Secretário de Desenvolvimento Econômico do Rio Grande do Norte, Sílvio
Torquato acredita que criatividade será a palavra-chave da classe empresarial para superar a crise do novo coronavírus em termos econômicos no Estado.

“Realmente a situação é muito difícil. Nós não sabemos de fato o que vem daqui para a frente, mas que muita coisa vai mudar”, diz ele, nesta entrevista exclusiva ao jornal Agora RN.

Sucessor de Jaime Calado na principal pasta econômica do governo Fátima Bezerra, Silvio detalha os impactos da crise no setor produtivo potiguar e diz que o Estado se preparar para lançar novo programa de desenvolvimento contemplando várias cadeias produtivas. Confira a seguir:

AGORARN – O senhor sempre ocupou cargos de relevância nos governos estaduais especialmente por ter um bom trânsito com o setor produtivo.
Com base nessa experiência em diferentes administrações é de se supor que nunca tenha enfrentado um problema das dimensões atuais. Qual é o tamanho desse desafio?

Silvio Torquato – Realmente a situação é muito difícil. Nós não sabemos de fato o que vem daqui para a frente, mas sim, muita coisa vai mudar. Teremos que ter criatividade para inventar novas formas de comercialização e de industrialização. Nunca vai se exigir tanto da mente humana e da criatividade da classe empresarial.
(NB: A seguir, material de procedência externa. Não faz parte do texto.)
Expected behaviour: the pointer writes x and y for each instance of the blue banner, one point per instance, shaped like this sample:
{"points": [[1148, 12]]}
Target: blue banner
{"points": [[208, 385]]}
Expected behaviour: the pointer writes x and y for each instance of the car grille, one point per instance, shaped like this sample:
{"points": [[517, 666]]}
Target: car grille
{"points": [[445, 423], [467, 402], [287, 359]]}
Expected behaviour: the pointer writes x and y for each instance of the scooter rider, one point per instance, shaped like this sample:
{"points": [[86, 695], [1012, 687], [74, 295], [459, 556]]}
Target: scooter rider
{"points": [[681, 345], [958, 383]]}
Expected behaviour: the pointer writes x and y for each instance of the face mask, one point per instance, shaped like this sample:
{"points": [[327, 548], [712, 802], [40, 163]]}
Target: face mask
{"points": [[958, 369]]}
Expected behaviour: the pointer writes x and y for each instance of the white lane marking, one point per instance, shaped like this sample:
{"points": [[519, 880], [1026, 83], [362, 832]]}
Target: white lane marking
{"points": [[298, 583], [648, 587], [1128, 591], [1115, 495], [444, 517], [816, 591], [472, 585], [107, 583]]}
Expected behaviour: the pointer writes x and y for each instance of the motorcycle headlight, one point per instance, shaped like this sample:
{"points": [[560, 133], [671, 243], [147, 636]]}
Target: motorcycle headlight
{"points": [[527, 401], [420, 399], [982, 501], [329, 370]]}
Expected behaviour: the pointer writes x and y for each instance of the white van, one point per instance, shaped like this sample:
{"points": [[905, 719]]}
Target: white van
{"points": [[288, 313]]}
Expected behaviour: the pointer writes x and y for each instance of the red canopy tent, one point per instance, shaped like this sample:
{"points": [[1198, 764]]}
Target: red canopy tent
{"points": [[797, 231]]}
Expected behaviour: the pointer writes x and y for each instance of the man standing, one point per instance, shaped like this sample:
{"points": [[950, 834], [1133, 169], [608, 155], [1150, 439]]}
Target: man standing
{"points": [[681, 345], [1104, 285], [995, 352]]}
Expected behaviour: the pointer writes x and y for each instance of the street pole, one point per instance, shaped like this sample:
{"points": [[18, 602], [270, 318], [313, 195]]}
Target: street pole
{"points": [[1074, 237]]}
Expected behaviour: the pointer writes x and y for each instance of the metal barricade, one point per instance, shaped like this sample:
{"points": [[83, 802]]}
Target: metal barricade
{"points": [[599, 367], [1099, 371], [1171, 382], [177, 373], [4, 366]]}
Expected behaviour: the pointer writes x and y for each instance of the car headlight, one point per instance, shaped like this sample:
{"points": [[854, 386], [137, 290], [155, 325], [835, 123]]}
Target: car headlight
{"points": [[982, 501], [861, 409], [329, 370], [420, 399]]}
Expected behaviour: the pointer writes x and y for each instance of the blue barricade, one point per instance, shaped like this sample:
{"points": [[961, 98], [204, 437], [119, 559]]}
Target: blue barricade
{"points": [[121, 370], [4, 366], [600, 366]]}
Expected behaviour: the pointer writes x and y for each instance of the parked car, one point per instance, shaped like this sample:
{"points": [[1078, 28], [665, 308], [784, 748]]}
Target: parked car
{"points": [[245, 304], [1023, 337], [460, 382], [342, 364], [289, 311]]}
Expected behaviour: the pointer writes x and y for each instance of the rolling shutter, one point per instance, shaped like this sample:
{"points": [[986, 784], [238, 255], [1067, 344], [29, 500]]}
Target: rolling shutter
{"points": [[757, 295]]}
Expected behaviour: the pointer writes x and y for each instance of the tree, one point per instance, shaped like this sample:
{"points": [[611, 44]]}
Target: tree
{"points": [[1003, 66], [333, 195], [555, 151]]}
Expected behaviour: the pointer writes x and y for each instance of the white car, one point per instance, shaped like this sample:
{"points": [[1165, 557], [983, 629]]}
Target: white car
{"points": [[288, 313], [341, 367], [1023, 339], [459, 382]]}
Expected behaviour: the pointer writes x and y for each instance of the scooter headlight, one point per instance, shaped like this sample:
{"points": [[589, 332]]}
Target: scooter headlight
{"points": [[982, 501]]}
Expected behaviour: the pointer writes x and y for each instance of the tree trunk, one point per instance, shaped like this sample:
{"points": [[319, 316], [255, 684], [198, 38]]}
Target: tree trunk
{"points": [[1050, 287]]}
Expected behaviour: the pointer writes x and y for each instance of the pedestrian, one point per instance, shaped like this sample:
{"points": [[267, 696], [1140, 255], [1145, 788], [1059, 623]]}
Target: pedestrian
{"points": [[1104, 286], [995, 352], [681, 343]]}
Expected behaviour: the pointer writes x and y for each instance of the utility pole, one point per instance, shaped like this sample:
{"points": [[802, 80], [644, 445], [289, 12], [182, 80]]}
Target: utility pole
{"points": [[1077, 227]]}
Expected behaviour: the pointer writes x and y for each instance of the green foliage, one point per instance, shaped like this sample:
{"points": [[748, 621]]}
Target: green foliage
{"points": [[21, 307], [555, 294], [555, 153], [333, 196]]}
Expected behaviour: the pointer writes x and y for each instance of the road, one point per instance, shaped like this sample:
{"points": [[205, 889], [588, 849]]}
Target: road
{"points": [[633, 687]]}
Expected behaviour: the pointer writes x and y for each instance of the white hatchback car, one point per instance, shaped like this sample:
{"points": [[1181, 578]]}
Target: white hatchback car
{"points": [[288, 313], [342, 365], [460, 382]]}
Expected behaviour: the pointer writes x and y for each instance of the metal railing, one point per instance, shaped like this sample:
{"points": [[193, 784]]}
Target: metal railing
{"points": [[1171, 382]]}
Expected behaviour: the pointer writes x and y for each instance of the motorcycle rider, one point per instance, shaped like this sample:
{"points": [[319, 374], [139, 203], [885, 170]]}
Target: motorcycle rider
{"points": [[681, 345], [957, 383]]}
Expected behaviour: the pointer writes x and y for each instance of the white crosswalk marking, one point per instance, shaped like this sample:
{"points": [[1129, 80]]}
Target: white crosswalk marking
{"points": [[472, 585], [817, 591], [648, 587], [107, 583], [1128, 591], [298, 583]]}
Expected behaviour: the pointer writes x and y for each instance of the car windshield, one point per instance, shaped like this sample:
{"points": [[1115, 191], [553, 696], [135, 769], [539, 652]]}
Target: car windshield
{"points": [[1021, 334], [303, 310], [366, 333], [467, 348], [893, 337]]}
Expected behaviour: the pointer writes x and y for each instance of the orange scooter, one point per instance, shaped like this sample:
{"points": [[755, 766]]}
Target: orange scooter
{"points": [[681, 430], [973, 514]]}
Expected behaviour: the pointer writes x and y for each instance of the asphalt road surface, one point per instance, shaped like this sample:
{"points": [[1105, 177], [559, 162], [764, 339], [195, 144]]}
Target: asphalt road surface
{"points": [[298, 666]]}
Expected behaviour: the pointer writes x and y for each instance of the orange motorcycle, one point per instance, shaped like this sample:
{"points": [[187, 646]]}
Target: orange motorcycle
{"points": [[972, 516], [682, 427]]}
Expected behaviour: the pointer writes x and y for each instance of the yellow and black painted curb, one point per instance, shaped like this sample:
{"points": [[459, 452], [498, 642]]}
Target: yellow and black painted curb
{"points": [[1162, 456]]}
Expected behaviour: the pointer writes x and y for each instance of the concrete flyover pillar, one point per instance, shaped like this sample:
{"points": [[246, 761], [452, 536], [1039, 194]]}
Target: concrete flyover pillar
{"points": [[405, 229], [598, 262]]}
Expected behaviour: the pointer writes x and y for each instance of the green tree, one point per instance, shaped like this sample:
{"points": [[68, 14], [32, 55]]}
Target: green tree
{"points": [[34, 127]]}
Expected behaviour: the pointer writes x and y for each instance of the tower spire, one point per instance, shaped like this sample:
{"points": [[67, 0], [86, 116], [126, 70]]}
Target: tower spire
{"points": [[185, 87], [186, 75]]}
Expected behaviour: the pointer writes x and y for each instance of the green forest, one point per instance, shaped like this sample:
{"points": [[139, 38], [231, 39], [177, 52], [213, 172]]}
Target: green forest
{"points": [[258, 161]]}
AGORARN – Quais os setores econômicos potiguares que, ao final da pandemia, precisaram de leitos hospitalares e quais irão para os leitos de
UTI?

ST – Nós temos tudo para o Rio Grande do Norte dar um salto pós-pandemia. Temos que trabalhar para que os setores possam se reerguer: por exemplo, nossas riquezas naturais para fabricação de piso cerâmico e de louça branca. Hoje nós temos uma grande oportunidade porque esse setor que estava nas mãos da China terá que vir para o mercado local. Se você
for a uma loja de materiais de construção você vai ver que 80% do porcelanato daquela loja é importado da China, em grande parte louça sanitária e louça de mesa. Então nós temos a chance de incentivar
nossas empresas para essas atividades.

AGORARN – O que muda durante a pandemia nas prioridades da Sedec com o coronavírus. O Proedi, por exemplo, passará por alguma alteração?

ST – O Proedi já atende muito bem às necessidades das empresas de porte médio e grande. Além disso, a Lei Geral da Micro e Pequena Empresa
elaborada com a participação da Sedec e do setor produtivo do estado já está desenhada e pronta para ir para a Assembleia Legislativa. Essa Lei precisa ser implementada o mais rápido possível.

AGORARN – Qual o plano de emergência do governo estadual para o ano que vem, quando teremos uma ideia melhor dos estragos causados pela pandemia na economia do RN?

ST – Nós estamos trabalhando aqui na Secretaria de Desenvolvimento Econômico e também com as demais secretarias, como a da Agricultura, Recursos Hídricos, Infraestrutura, e Planejamento, em um plano de Apoio ao Desenvolvimento do RN. Estamos fazendo um levantamento e queremos
implementar uma série de medidas. Entre elas, incentivar a instalação de uma indústria de açúcar e álcool na região do Vale do Ceará-Mirim; incentivar a criação de uma indústria de leite em pó na região do Seridó;
e estamos realizando todos os esforços para reativar o transporte ferroviário. Nós temos produção em cargas pesadas e em grandes volumes, como é o caso do sal, que precisam de transporte ferroviário para escoamento. Também estamos nos esforçando para a implementação de um projeto que tanto sonhamos que é um porto graneleiro na região do Porto
do Mangue. Estas são apenas algumas ações.

AGORARN – E o que o senhor diria para todos aqueles homens e mulheres cujos negócios dão empregos no RN?

ST – A palavra-chave é criatividade. Precisaremos de muita criatividade para superar tudo o que está acontecendo, e isso vem com muito trabalho e muita luta. Temos certeza que a classe empresarial do Rio Grande Norte terá sucesso e sairemos fortalecidos desse momento tão difícil que atravessamos.